On Friday, 17 March 2006, the Center for the Study of Free-Reed Instruments at The Graduate School of The City University of New York presented a concert entitled Viva Regondi, likely the first all-Regondi concert in ‘modern’ times.
Devoted to Regondi’s music for both the English concertina and the guitar, the program featured concertinists Douglas Rogers and Allan Atlas, the Canadian guitarist Alexander Dunn, soprano Elizabeth Bell (a DMA candidate at the CUNY Graduate Center) and pianists Joanne Last (from England) and Jin-Ok Lee (like Elizabeth Bell, a candidate for the DMA degree at the CUNY Graduate Center).
We reproduce the program here:
“Les Oiseaux,” Morceau de concert, Op. 12 (1851)
Remembrance, Solo for the Baritone Concertina (1872)
Douglas Rogers and Joanne Last
No. 1 in C major, Moderato
No. 4 in E major, Adagio cantabile
Deuxième Air varié pour la Guitarre, Op. 22 (1864)
Introduction et Caprice pour la Concertina
avec Accompagnement de Piano (1861)
Douglas Rogers and Joanne Last
Les Concerts de societé (1854)
No. 61. Moritz Ganz (1806-1868)/arr. Regondi
No. 54. Ignaz Lachner (1807-1895)/arr. Regondi
“Überall du”/“Everywhere thou art”
Fabio Campana (1819-1882)/Regondi
Quando da te lontano: Romanza
Elizabeth Bell, Allan Atlas, and Jin-Ok Lee
Rêverie. Nocturne pour la Guitarre, Op. 19 (1864)
Transcribed for piano by Frédéric D’Alquen (1821-1887)

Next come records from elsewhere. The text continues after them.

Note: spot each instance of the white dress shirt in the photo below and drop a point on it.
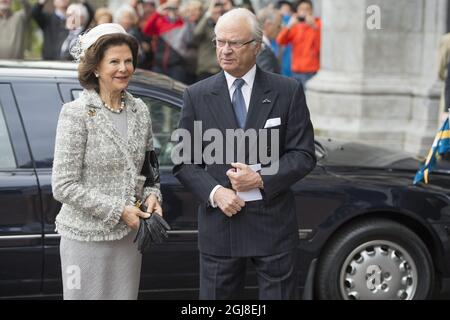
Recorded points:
(246, 90)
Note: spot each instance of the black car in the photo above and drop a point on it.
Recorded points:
(366, 231)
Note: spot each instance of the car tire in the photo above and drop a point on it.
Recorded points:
(375, 259)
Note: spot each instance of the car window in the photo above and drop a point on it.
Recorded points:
(165, 117)
(7, 160)
(40, 104)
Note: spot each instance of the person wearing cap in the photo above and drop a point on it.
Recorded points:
(101, 141)
(303, 32)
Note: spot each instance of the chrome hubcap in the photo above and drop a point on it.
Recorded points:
(378, 270)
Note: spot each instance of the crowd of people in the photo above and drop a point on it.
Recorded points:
(175, 37)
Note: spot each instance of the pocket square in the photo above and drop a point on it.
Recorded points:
(272, 123)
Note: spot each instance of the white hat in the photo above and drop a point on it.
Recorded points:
(85, 41)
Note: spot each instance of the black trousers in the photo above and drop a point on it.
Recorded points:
(223, 278)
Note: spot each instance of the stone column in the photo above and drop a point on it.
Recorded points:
(379, 85)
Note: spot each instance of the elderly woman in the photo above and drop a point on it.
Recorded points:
(101, 141)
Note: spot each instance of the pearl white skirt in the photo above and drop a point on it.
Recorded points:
(100, 270)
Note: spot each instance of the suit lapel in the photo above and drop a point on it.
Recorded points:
(261, 102)
(103, 122)
(219, 104)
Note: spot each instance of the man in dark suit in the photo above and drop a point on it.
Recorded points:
(232, 231)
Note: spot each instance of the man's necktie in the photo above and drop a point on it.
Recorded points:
(239, 103)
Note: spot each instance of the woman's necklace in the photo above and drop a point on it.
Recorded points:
(122, 105)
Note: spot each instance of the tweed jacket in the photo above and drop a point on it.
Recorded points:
(96, 171)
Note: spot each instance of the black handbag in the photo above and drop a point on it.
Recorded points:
(150, 168)
(151, 230)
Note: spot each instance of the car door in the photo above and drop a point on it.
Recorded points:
(40, 103)
(169, 270)
(21, 246)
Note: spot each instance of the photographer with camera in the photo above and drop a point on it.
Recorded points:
(204, 33)
(303, 32)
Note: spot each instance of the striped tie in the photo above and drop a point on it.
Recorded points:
(239, 103)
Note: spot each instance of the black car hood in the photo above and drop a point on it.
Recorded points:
(332, 152)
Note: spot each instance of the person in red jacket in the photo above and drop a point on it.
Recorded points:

Selections from Verdi’s Operas Il Trovatore and La Traviata,
Bk. 4, for two treble concertinas and piano (1859)
Allan Atlas, Douglas Rogers, and Jin-Ok Lee
What follows is a little picture album of sorts, a visual record of what was not only a grand evening, but a little bit of — well, let’s call it a footnote to — concertina history.
All the concertinas and guitars heard that evening were “period instruments.” Douglas Rogers played Wheatstone No. 10389, a steel-reed treble that was apparently sold for the first time to one Mr. Hornblow on 29 July 1858 for £9.9.0 (Wheatstone sales ledger C1051, p. 32); his baritone concertina has brass reeds and was manufactured by George Case, No. 3168, circa 1860; both instruments are maintained by Steve Dickinson (Stowmarket, UK), the present-day proprieter of Wheatstone & Co.
Allan Atlas played Wheatstone, No. 18090, which has tapered steel reeds (and thus its “wispy” tone) and dates from May, 1866 (Wheatstone production ledger C1054, p. 134); the instrument was recently restored by Wim Wakker of Concertina Connections (Helmond, NL), and retuned from its original equal temperament to Thomas Young’s “well temperament No. 1,” as described in his “Outlines of Experiments and Inquiries Respecting Sound and Light”’, Philosophical Transactions, 90 (1800). Alexander Dunn performed on a copy of a Georg Stauffer Viennese guitar from the 1820s (the copy by Gary Southwell , Nottingham, UK); Regondi himself owned such an instrument, which he apparently left to his physician and pupil, T. Gaisford, M.D., on 15 April 1871; Stauffer is notable for having taught the luthier C.F. Martin, who began his own famous company in Philadelphia in the 1830s.